There is a slightly distracted meeting host (Talia Kodesh); a meticulous rule follower (Vicky Friedman), who sanitises her grapes individually; a cynical potty-mouth (Shelley Meskin), who has little time for what she considers the petty gripes of her friends; a gentle Earth Mother type (Caryn Katz) who tries to take the edge of the harsher barbs flying around; a friend whose drinking at 11am is cause for concern in every one else (Lorri Strauss); and an exhausted mother who is hiding in the bathroom and whispering so her kids don’t find her (Sharon Spiegel-Wagner). Moms will instantly relate to one or more of these personalities, though other family members can easily connect too, particularly as the groundwork for the plot is set with the Zoom-related observational humour – losing sound, disappearing from view – that will soon replace air travel- or office-related gags in comedy sets.
One thing these six disparate personalities have in common is a desire to do something outside of their now unavoidable routines, so when the meeting host – a smoker who is desperately struggling under the lockdown cigarette prohibition – explains that she needs all of their help to get illegal contraband from A to B, there is buy-in across the board (though some are more apprehensive than others). A goal! An adventure! Something that isn’t laundry or home-schooling or just…a chore! And a way to connect during a time when impersonal computer apps have replaced being in the same room.
The writing cleverly joins the dots within the constraints of the format.

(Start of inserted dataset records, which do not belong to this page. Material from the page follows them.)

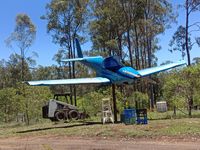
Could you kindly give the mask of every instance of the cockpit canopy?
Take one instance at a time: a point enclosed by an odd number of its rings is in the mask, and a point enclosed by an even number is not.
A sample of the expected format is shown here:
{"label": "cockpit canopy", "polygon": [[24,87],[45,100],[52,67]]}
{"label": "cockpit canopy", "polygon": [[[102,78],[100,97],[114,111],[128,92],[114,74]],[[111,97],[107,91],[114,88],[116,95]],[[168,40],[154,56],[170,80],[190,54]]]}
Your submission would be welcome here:
{"label": "cockpit canopy", "polygon": [[103,64],[106,69],[111,71],[116,71],[123,67],[123,65],[120,63],[120,59],[118,56],[111,56],[105,58]]}

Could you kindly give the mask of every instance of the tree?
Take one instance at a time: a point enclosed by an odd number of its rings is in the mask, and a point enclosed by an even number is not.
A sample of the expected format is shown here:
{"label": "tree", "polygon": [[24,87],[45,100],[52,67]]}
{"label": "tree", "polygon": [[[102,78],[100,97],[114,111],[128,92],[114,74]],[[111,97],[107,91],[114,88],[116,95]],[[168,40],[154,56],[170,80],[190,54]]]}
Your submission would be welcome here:
{"label": "tree", "polygon": [[[170,49],[170,52],[180,51],[182,53],[182,59],[184,59],[187,53],[185,37],[186,37],[185,27],[179,26],[169,43],[169,46],[172,47],[172,49]],[[190,37],[188,38],[188,49],[189,51],[192,49],[192,43]]]}
{"label": "tree", "polygon": [[[21,57],[21,81],[25,81],[25,64],[26,54],[30,46],[33,44],[36,36],[36,27],[32,23],[31,19],[26,14],[18,14],[16,17],[16,25],[14,32],[6,40],[8,46],[17,47],[20,50]],[[23,94],[25,95],[25,88],[23,88]],[[28,116],[28,102],[26,103],[26,121],[29,124]]]}
{"label": "tree", "polygon": [[200,37],[196,37],[196,42],[192,43],[191,34],[193,32],[200,31],[200,22],[194,22],[190,24],[190,17],[192,13],[200,10],[199,0],[185,0],[183,5],[185,8],[185,26],[179,26],[177,31],[174,33],[170,46],[175,45],[173,50],[179,50],[182,52],[182,57],[186,54],[188,65],[191,65],[190,50],[192,46],[197,43],[199,45]]}
{"label": "tree", "polygon": [[[75,38],[80,37],[86,23],[88,0],[52,0],[46,6],[47,13],[42,19],[48,21],[47,31],[52,33],[53,42],[67,49],[67,58],[75,57]],[[75,78],[74,62],[69,62],[69,78]],[[73,88],[76,105],[76,88]],[[72,86],[70,86],[72,93]],[[72,100],[72,99],[71,99]]]}
{"label": "tree", "polygon": [[192,115],[193,100],[199,104],[198,93],[200,91],[200,67],[194,65],[174,72],[165,78],[163,95],[171,106],[180,103],[187,104],[188,115]]}

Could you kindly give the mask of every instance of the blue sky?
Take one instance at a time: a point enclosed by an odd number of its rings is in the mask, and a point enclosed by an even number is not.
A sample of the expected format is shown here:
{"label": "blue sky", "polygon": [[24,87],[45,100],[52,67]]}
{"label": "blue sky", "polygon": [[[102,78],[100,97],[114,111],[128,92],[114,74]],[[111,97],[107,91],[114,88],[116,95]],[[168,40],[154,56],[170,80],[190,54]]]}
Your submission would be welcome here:
{"label": "blue sky", "polygon": [[[9,37],[11,32],[13,32],[15,27],[15,18],[19,13],[26,13],[30,16],[32,22],[37,27],[36,40],[30,51],[35,51],[38,53],[39,58],[35,58],[37,65],[52,65],[56,64],[52,61],[53,55],[59,49],[58,45],[52,43],[52,38],[47,34],[46,24],[47,22],[40,19],[40,16],[45,14],[45,6],[50,2],[50,0],[6,0],[0,5],[0,59],[8,59],[11,53],[14,51],[6,47],[5,39]],[[184,0],[175,1],[174,5],[183,3]],[[175,7],[176,8],[176,7]],[[170,53],[169,40],[171,39],[173,33],[176,31],[177,27],[182,24],[184,25],[184,9],[179,9],[178,24],[172,24],[172,28],[165,31],[165,33],[159,35],[159,45],[162,47],[160,51],[156,53],[158,58],[158,63],[165,62],[167,60],[177,61],[181,59],[181,55],[178,52]],[[200,13],[195,13],[191,16],[190,23],[199,21]],[[199,32],[200,33],[200,32]],[[197,36],[199,33],[195,33]],[[84,44],[83,49],[90,49],[91,44]],[[16,51],[19,53],[19,51]],[[29,53],[28,55],[31,55]],[[197,46],[193,47],[191,51],[191,58],[200,57],[200,48]]]}

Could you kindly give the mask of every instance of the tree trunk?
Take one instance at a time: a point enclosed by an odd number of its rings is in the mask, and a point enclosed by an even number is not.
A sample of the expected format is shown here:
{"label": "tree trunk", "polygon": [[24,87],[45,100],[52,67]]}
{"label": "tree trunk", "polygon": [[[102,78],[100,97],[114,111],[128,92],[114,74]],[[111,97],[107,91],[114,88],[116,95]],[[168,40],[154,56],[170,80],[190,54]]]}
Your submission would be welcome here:
{"label": "tree trunk", "polygon": [[186,44],[186,52],[187,52],[187,59],[188,59],[188,66],[191,65],[191,61],[190,61],[190,50],[189,50],[189,43],[188,43],[188,26],[189,24],[189,4],[188,4],[188,0],[186,0],[186,25],[185,25],[185,44]]}
{"label": "tree trunk", "polygon": [[127,29],[127,42],[128,42],[128,51],[129,51],[130,63],[131,63],[131,67],[133,67],[133,56],[132,56],[130,30],[129,29]]}

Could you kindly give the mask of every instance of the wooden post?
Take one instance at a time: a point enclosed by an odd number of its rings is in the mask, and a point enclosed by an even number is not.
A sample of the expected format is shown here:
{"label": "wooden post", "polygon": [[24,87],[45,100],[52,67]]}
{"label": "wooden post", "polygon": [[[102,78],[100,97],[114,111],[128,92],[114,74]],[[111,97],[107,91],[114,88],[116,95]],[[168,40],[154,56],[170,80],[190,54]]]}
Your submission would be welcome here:
{"label": "wooden post", "polygon": [[116,105],[116,95],[115,95],[115,84],[112,84],[112,96],[113,96],[114,122],[117,123],[117,105]]}

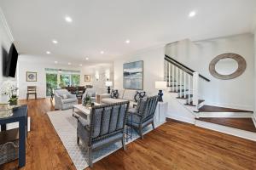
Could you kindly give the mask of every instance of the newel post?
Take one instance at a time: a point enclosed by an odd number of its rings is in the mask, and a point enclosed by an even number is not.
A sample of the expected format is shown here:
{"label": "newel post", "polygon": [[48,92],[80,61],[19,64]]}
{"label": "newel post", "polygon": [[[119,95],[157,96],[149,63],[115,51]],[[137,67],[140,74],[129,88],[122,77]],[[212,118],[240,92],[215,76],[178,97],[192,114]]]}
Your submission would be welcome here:
{"label": "newel post", "polygon": [[196,106],[198,111],[198,85],[199,85],[199,74],[198,72],[193,73],[193,105]]}

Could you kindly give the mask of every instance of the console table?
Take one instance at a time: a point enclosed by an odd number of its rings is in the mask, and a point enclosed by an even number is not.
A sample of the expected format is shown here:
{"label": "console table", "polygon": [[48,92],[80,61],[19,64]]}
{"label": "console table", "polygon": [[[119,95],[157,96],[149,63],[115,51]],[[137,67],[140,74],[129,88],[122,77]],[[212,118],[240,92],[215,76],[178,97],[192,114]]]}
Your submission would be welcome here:
{"label": "console table", "polygon": [[14,109],[12,116],[0,118],[1,131],[6,131],[6,124],[12,122],[19,122],[19,167],[22,167],[26,165],[27,105]]}
{"label": "console table", "polygon": [[155,113],[154,113],[154,123],[155,125],[160,125],[166,122],[166,114],[168,110],[168,102],[158,102]]}

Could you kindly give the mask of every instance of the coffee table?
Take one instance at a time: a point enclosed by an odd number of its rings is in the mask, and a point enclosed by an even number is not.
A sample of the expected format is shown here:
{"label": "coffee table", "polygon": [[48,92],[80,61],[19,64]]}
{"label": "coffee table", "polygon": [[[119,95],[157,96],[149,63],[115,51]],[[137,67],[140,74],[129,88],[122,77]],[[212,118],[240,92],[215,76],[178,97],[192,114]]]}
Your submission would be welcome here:
{"label": "coffee table", "polygon": [[[100,105],[98,103],[94,103],[95,105]],[[82,104],[74,105],[73,106],[73,116],[77,119],[82,117],[87,121],[90,121],[90,114],[91,112],[91,107],[86,107]]]}

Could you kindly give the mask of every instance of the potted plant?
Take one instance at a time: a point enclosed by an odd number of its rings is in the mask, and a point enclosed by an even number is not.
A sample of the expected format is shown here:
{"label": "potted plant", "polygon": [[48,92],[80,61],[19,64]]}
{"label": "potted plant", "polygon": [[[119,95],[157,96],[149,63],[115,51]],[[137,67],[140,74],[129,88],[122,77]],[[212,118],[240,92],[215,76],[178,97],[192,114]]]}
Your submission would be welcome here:
{"label": "potted plant", "polygon": [[83,105],[90,107],[91,106],[91,99],[89,95],[86,94],[86,96],[84,98]]}

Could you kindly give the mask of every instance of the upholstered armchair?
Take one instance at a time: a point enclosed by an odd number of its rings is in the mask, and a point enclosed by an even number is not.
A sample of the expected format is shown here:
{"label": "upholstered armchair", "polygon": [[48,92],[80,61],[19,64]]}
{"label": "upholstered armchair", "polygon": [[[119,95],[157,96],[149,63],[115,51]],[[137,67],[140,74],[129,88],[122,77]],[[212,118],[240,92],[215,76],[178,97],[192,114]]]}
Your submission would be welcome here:
{"label": "upholstered armchair", "polygon": [[84,94],[82,97],[82,104],[84,103],[84,99],[86,95],[90,97],[91,102],[96,102],[96,88],[86,88]]}
{"label": "upholstered armchair", "polygon": [[159,96],[152,96],[141,99],[137,108],[129,109],[126,124],[134,128],[137,133],[143,139],[143,129],[149,124],[152,124],[154,129],[154,115],[157,106]]}
{"label": "upholstered armchair", "polygon": [[78,104],[76,94],[71,94],[67,89],[55,90],[55,109],[71,109]]}
{"label": "upholstered armchair", "polygon": [[129,101],[96,105],[91,109],[90,123],[82,117],[78,119],[77,142],[87,146],[89,165],[92,167],[92,151],[105,145],[122,141],[125,150],[125,125]]}

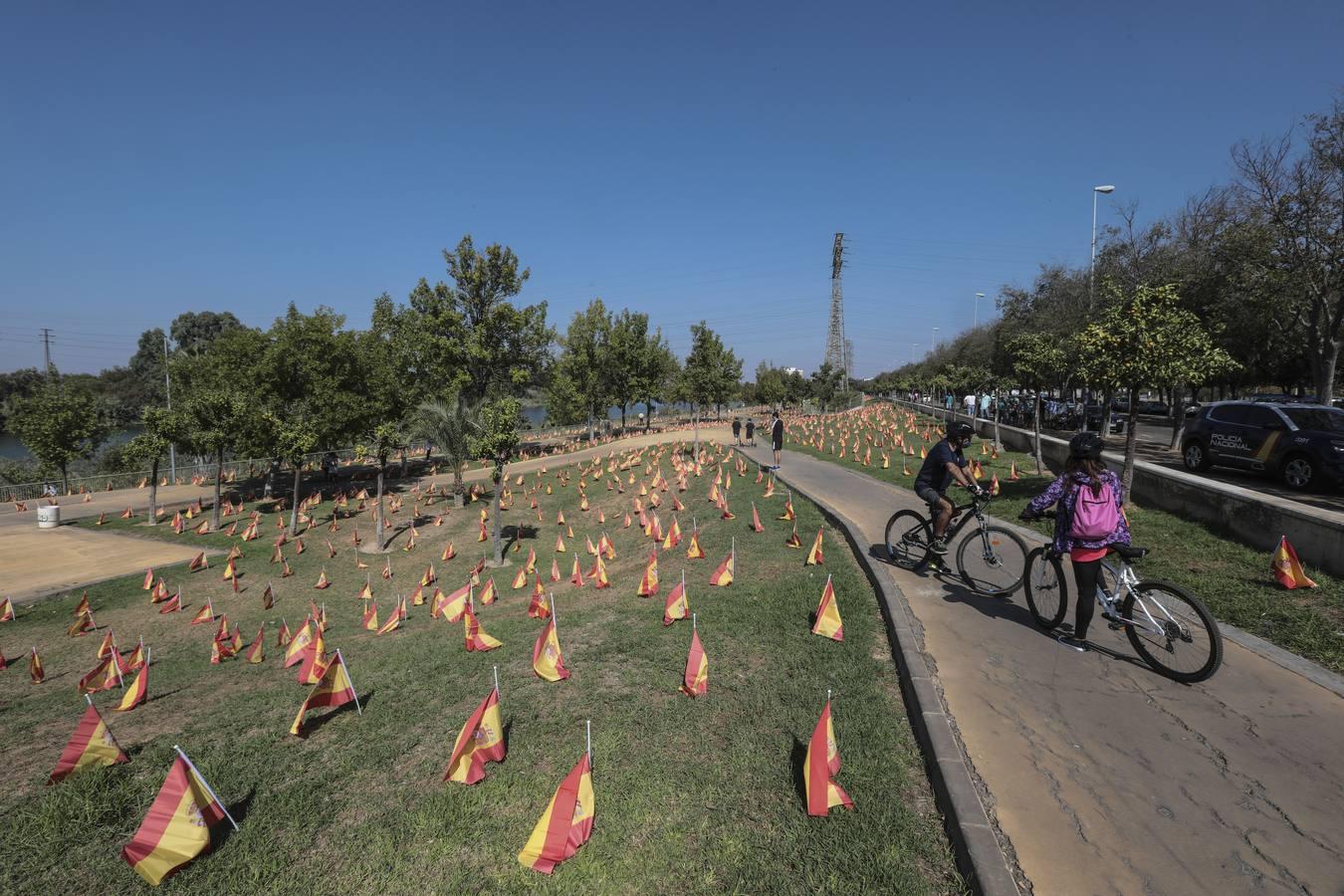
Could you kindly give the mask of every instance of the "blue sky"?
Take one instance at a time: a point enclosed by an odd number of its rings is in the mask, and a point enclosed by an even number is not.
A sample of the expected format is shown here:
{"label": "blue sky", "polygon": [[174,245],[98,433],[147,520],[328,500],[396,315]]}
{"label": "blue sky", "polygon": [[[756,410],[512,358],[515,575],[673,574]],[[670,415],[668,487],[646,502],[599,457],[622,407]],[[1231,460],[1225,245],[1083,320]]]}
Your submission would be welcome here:
{"label": "blue sky", "polygon": [[364,325],[464,232],[562,326],[601,296],[812,369],[845,231],[871,375],[1086,262],[1094,184],[1226,180],[1344,89],[1341,38],[1324,1],[11,4],[0,369],[42,326],[74,372],[188,309]]}

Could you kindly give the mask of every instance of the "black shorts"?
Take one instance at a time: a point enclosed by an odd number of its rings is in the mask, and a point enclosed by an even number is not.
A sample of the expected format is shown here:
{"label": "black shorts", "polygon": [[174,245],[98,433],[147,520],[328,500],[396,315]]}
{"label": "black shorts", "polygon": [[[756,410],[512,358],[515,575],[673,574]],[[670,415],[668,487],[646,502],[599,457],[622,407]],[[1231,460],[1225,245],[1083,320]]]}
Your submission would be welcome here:
{"label": "black shorts", "polygon": [[922,500],[925,504],[929,505],[930,510],[937,508],[946,497],[946,494],[943,494],[938,489],[933,488],[931,485],[925,485],[922,482],[915,482],[915,494],[918,494],[919,500]]}

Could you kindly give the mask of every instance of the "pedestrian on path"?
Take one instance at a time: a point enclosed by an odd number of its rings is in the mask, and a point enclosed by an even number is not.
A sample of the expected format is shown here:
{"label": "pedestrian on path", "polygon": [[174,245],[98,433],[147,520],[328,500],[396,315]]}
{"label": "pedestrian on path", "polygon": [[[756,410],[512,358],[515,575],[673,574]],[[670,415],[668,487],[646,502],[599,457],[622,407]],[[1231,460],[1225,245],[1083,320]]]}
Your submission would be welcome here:
{"label": "pedestrian on path", "polygon": [[1101,462],[1102,446],[1095,433],[1079,433],[1068,439],[1063,474],[1021,512],[1023,520],[1038,520],[1047,508],[1059,505],[1051,549],[1068,555],[1074,582],[1078,583],[1074,633],[1059,635],[1059,642],[1079,652],[1087,650],[1087,626],[1097,606],[1101,560],[1110,552],[1110,545],[1129,544],[1125,489],[1120,477]]}
{"label": "pedestrian on path", "polygon": [[770,447],[774,450],[774,469],[780,469],[780,451],[784,450],[784,420],[780,411],[771,411],[774,420],[770,423]]}

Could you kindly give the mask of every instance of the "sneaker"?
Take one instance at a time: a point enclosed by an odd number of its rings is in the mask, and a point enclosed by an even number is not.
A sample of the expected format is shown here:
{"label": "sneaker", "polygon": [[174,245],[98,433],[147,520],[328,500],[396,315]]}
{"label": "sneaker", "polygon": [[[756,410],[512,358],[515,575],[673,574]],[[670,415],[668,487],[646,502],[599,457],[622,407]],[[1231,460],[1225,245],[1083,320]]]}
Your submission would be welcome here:
{"label": "sneaker", "polygon": [[1086,638],[1075,638],[1071,634],[1062,634],[1055,638],[1059,643],[1064,645],[1070,650],[1077,650],[1078,653],[1087,653]]}

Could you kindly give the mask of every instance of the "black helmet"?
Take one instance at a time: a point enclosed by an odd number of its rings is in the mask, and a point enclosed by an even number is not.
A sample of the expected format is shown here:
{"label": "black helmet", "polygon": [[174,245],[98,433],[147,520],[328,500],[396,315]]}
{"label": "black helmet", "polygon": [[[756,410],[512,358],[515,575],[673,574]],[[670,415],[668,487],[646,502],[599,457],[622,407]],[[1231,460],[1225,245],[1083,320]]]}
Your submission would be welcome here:
{"label": "black helmet", "polygon": [[957,420],[956,423],[948,424],[949,439],[969,441],[972,437],[974,437],[974,434],[976,434],[976,427],[973,427],[970,423],[962,423],[961,420]]}
{"label": "black helmet", "polygon": [[1079,461],[1099,461],[1105,443],[1095,433],[1079,433],[1068,439],[1068,457]]}

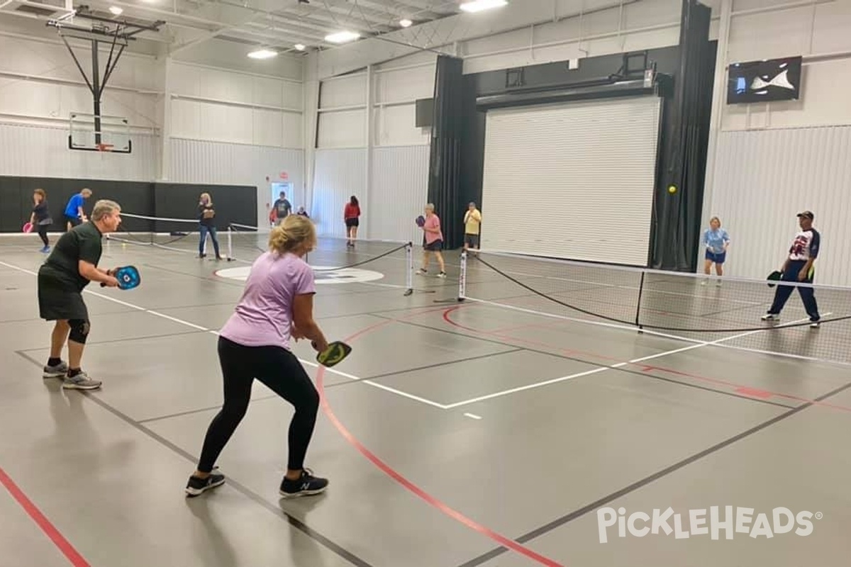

Is that format theatre or film? Ultimately, it doesn’t really matter – that’s more of a philosophical question in the circumstances. It’s recorded, not live – a bit of film. It’s intimate and direct – a touch of theatre. The restrictions of Zoom mean that character development is almost all via what the actors say, their expressions and what little movement is possible in a box taking up a sixth of a laptop screen. The slight pacing lags as someone adds a new comment or processes what has been said elsewhere will be familiar to chat app users and add an aspect of realism rather than being distracting. And it is the work of the collective – Zoom Room is very much an ensemble dramedy – that will make viewers grin, nod, sigh, commiserate and shake their heads as they watch.
Theatre cannot be what it was for the moment. Zoom-based performance is now an established way of delivering art to homebound audiences. VR Theatrical’s initiative and this well-realised work add useful impetus to what will hopefully develop further into a means of supporting the creation of new projects that can help sustain artists now (in terms of both their souls and their finances) and grow a repertoire for future stagings.